“L’ultima cena” di Jeffrey Spector, recatosi a Zurigo con moglie, figlie e amici per suicidarsi

I timori di una eventuale paralisi e di perdere l'indipendenza hanno convinto l'amministratore d'azienda inglese ad andare in Svizzera, dove il suicidio assistito è legale

L’ultima cena con la famiglia e gli amici, una foto nel ristorante che ritrae tutti sorridenti la sera del 21 maggio, poi Jeffrey Spector, 16 ore dopo, si è suicidato. Una tragedia che non è arrivata come un fulmine a ciel sereno, perché tutti intorno a quel tavolo erano a conoscenza delle intenzioni dell’uomo inglese di 54 anni, sposato con Elaine (53) e padre di tre figlie. Spector per uccidersi si è recato con la famiglia a Zurigo il 20 maggio, dove in una clinica della Dignitas si è tolto la vita con l’eutanasia passiva, chiamata anche suicidio assistito.

«DOLORE DIVORANTE». La moglie e le tre figlie, nonostante abbiano cercato di dissuadere l’uomo, hanno fatto sapere di essere «in uno stato di dolore divorante ma come famiglia abbiamo sostenuto Jeffrey e rispettato la sua scelta al 100 per cento. Jeffrey ha terminato la sua vita con dignità, controllandola. Questo era il suo più grande desiderio». Jeffrey Spector, amministratore di una azienda pubblicitaria, ha cominciato a sentire un dolore alla schiena nel 2008. Dopo molte analisi ha scoperto di avere un tumore al midollo spinale. Una condizione non terminale, che però nel futuro rischiava di lasciarlo paralizzato.

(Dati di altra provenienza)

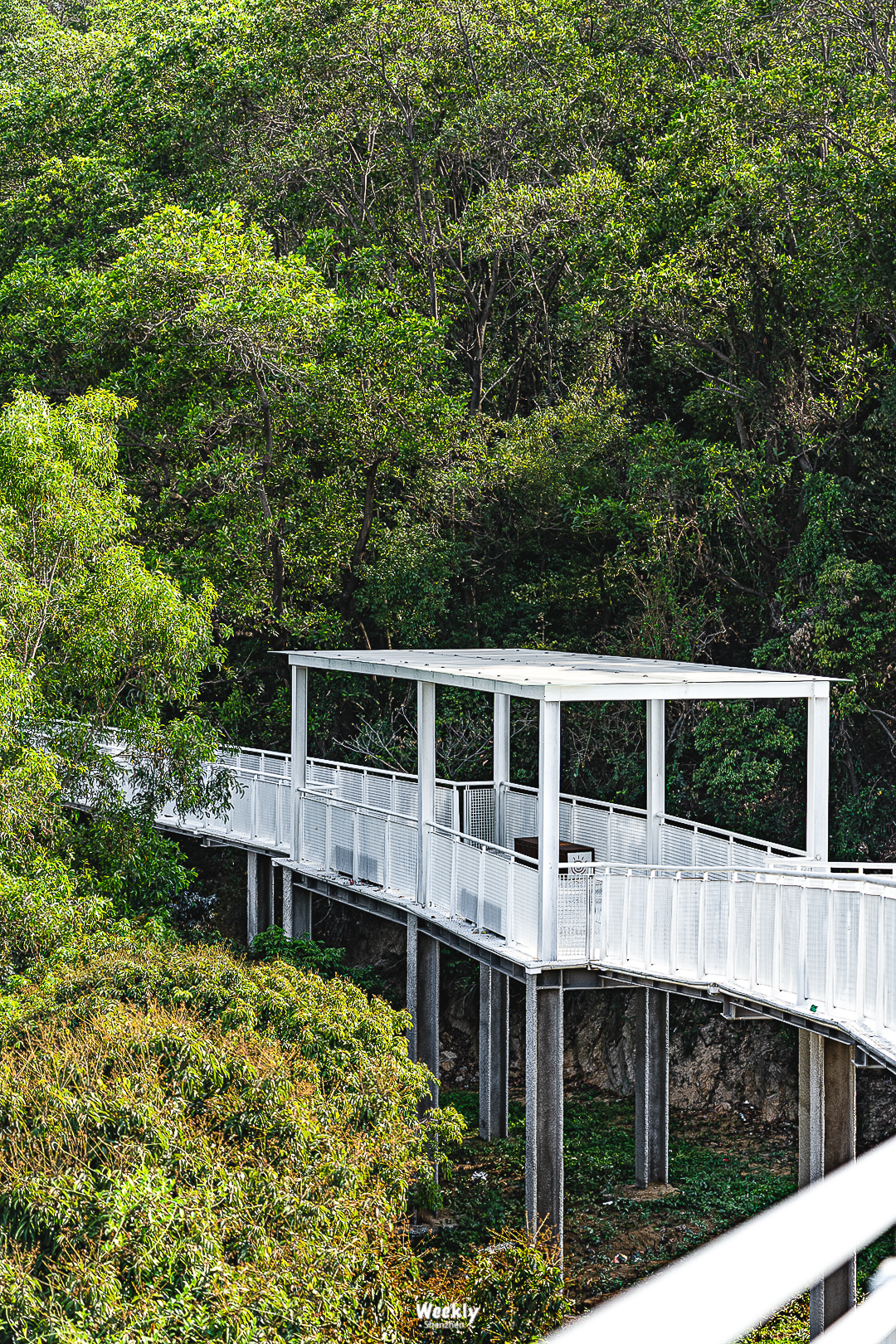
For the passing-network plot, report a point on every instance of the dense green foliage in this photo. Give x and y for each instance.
(511, 324)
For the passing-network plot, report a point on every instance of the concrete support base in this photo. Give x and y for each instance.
(297, 908)
(544, 1108)
(423, 1001)
(494, 993)
(826, 1142)
(652, 1089)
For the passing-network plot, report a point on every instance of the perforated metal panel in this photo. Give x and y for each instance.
(468, 882)
(590, 827)
(440, 882)
(627, 839)
(743, 923)
(789, 971)
(371, 845)
(661, 932)
(817, 944)
(637, 919)
(766, 894)
(403, 845)
(342, 856)
(572, 914)
(688, 925)
(715, 937)
(525, 908)
(494, 894)
(845, 947)
(874, 930)
(479, 812)
(520, 816)
(676, 845)
(314, 849)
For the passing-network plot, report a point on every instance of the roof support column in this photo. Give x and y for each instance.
(655, 777)
(548, 825)
(544, 1105)
(652, 1088)
(299, 749)
(817, 767)
(501, 763)
(425, 782)
(494, 992)
(251, 897)
(826, 1142)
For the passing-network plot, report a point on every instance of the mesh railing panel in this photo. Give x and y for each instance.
(766, 895)
(572, 914)
(789, 955)
(874, 930)
(845, 947)
(494, 893)
(468, 882)
(479, 812)
(440, 884)
(627, 839)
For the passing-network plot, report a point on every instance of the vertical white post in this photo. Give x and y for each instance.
(501, 763)
(425, 780)
(655, 777)
(548, 827)
(817, 774)
(299, 749)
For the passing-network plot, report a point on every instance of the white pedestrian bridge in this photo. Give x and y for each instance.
(559, 893)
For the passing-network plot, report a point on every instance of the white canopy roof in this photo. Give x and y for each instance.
(544, 675)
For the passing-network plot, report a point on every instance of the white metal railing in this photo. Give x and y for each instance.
(813, 940)
(726, 1289)
(490, 888)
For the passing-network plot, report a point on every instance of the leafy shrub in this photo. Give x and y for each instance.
(193, 1148)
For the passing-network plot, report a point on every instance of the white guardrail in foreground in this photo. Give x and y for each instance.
(728, 1288)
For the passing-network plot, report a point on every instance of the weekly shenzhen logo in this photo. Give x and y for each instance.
(446, 1316)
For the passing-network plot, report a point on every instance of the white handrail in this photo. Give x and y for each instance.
(723, 1291)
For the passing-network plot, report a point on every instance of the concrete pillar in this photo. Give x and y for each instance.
(494, 993)
(423, 1001)
(501, 763)
(548, 825)
(826, 1142)
(251, 898)
(817, 774)
(425, 780)
(544, 1107)
(297, 908)
(655, 777)
(652, 1088)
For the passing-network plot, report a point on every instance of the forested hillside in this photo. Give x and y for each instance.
(548, 324)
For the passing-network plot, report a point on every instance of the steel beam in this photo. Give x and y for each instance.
(544, 1108)
(652, 1089)
(494, 992)
(817, 782)
(826, 1142)
(501, 762)
(655, 777)
(251, 897)
(425, 780)
(299, 747)
(548, 827)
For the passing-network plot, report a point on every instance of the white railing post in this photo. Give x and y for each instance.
(299, 749)
(817, 767)
(425, 782)
(655, 777)
(501, 762)
(548, 827)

Piuttosto che vivere con il timore che questa eventualità potesse realizzarsi, Spector ha preferito il suicidio.

«CONTROLLARE LA MIA VITA». Prima di morire, ha rilasciato un’intervista a un giornale locale di Zurigo, riportata a stralci da Daily Mirror e Daily Mail, che ieri gli hanno dedicato la copertina. «Volevo controllare le ultime fasi della mia vita – ha detto – stavo bene ma la mia vita è stata ribaltata. La mia famiglia mi ha chiesto di ripensarci ma io ho insistito, pensando che fosse l’opzione meno peggiore, e di conseguenza la migliore per la mia famiglia nel lungo periodo». Spector sapeva che il tumore avrebbe potuto anche «stabilizzarsi, ma non voglio rischiare».

INDIPENDENZA. L’uomo ha contattato Dignitas nel 2010, quando ha iniziato a pensare al suicidio assistito, che in Gran Bretagna è illegale, così come è illegale aiutare qualcuno a suicidarsi, pena 14 anni al massimo di carcere. Spector dal 2008 aveva cominciato a perdere in parte il controllo delle mani e delle gambe, nonostante avesse cercato di limitare la crescita del tumore, che per la particolare posizione non era possibile operare. Il timore di una possibile paralisi lo ha spinto verso il suicidio: «Voglio essere in grado di bere una tazza di the e tenere il telefono in mano. Voglio poterlo fare da solo. Io sono una persona indipendente e credo nel diritto umano alla dignità».

FAMIGLIA CONTRARIA. Spector sa che molti «mi criticheranno ma nessuno dovrebbe giudicare un altro fino a quando non si trova nei suoi panni». La moglie e le tre figlie hanno cercato di dissuaderlo, invano: «Loro non erano d’accordo, ovviamente. Ma poi hanno accettato che avessi la mia opinione. Voglio che la mia famiglia viva bene. Voglio che vadano avanti. Se le loro cure avessero potuto farmi stare meglio, ok. Ma non sarebbe andata così».

«TROPPO PRESTO». L’immagine dell’ultima cena della famiglia viene da un filmato che un regista professionista ha realizzato, riprendendo la vita di tutti i giorni di Spector nelle sue ultime due settimane. Il video è stato fatto per le tre figlie dell’uomo (Keleigh, Courtney e Camryn), rispettivamente di 21, 19 e 15 anni. Una delle tre ragazze sembra non si sia recata a Zurigo con il resto della famiglia. Come dichiarato dall’uomo prima di uccidersi, «so che me ne sto andando troppo presto». Non è chiaro se la polizia di Lancashire, dove viveva l’uomo con la famiglia, aprirà un’inchiesta o se considererà tutto regolare.